In Brief
Astronomers have discovered the smallest star known to science: EBLM J0555–57Ab, about the size of Saturn, is 600 light-years from Earth. This tiny star may help us understand more about fusion and how to find distant worlds that can sustain life.

Scientists have discovered the smallest star known to science; in fact, it is so tiny that it barely qualifies as a star. Called EBLM J0555–57Ab, it is only slightly larger than Saturn. The star is part of a binary system, orbiting a much bigger star approximately 600 light-years from Earth.

“Our discovery reveals how small stars can be,” astronomer Alexander Boetticher from the University of Cambridge said in a press release. “Had this star formed with only a slightly lower mass, the fusion reaction of hydrogen in its core could not be sustained, and the star would instead have transformed into a brown dwarf.”

Image Credit: Alexander von Boetticher et al
Image Credit: Alexander von Boetticher et al. / Astronomy & Astrophysics

The issues that make this star a bit of a “borderline” case are the same that cause brown dwarves to be called “failed stars.” EBLM J0555–57Ab is just massive enough to enable hydrogen fusion to occur in its core, forming helium, as the researcher describe in their study published in Astronomy & Astrophysics. However, it remains very faint and difficult to see; it is approximately 2,000 to 3,000 times fainter than our Sun.

This, along with its proximity to parent star EBLM J0555–57A, made finding the tiny star a real challenge. Initially, EBLM J0555–57Ab was suspected of being an exoplanet as it orbited in front of its parent star.

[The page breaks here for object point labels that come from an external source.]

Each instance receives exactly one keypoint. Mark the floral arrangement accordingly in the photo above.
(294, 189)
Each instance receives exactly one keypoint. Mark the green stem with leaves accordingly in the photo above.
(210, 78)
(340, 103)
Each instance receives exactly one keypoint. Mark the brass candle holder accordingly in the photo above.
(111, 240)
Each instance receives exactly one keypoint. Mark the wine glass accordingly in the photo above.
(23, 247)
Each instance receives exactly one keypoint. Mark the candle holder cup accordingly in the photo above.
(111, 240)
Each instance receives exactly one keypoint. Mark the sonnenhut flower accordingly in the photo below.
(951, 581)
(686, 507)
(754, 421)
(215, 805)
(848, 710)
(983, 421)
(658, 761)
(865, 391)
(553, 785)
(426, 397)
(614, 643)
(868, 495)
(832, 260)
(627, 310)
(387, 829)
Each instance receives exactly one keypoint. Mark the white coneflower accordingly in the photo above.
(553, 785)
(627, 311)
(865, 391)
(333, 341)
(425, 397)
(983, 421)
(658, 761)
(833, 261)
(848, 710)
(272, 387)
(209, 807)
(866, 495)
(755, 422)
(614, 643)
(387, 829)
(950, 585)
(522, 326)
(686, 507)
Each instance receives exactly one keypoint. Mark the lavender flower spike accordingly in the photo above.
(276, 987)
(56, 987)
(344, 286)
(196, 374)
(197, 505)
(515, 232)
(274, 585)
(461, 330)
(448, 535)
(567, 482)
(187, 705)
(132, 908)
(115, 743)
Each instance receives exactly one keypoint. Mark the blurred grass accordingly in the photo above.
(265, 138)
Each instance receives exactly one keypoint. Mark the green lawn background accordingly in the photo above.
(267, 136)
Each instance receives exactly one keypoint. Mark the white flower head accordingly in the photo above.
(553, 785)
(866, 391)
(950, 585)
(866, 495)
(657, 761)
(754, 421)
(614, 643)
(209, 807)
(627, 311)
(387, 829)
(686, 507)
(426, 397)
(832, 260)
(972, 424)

Only closer examination of the measurements revealed its true nature.

Dim, smaller stars like this one are prime candidates for hosting worlds that could support life because they provide the milder environments in which liquid water on planetary surfaces is more likely to survive. However, these minuscule stars are mysterious to us, not leastly because we rarely spot them. Hopefully, scientists will have more clues for finding them moving forward, having learning from this first discovery.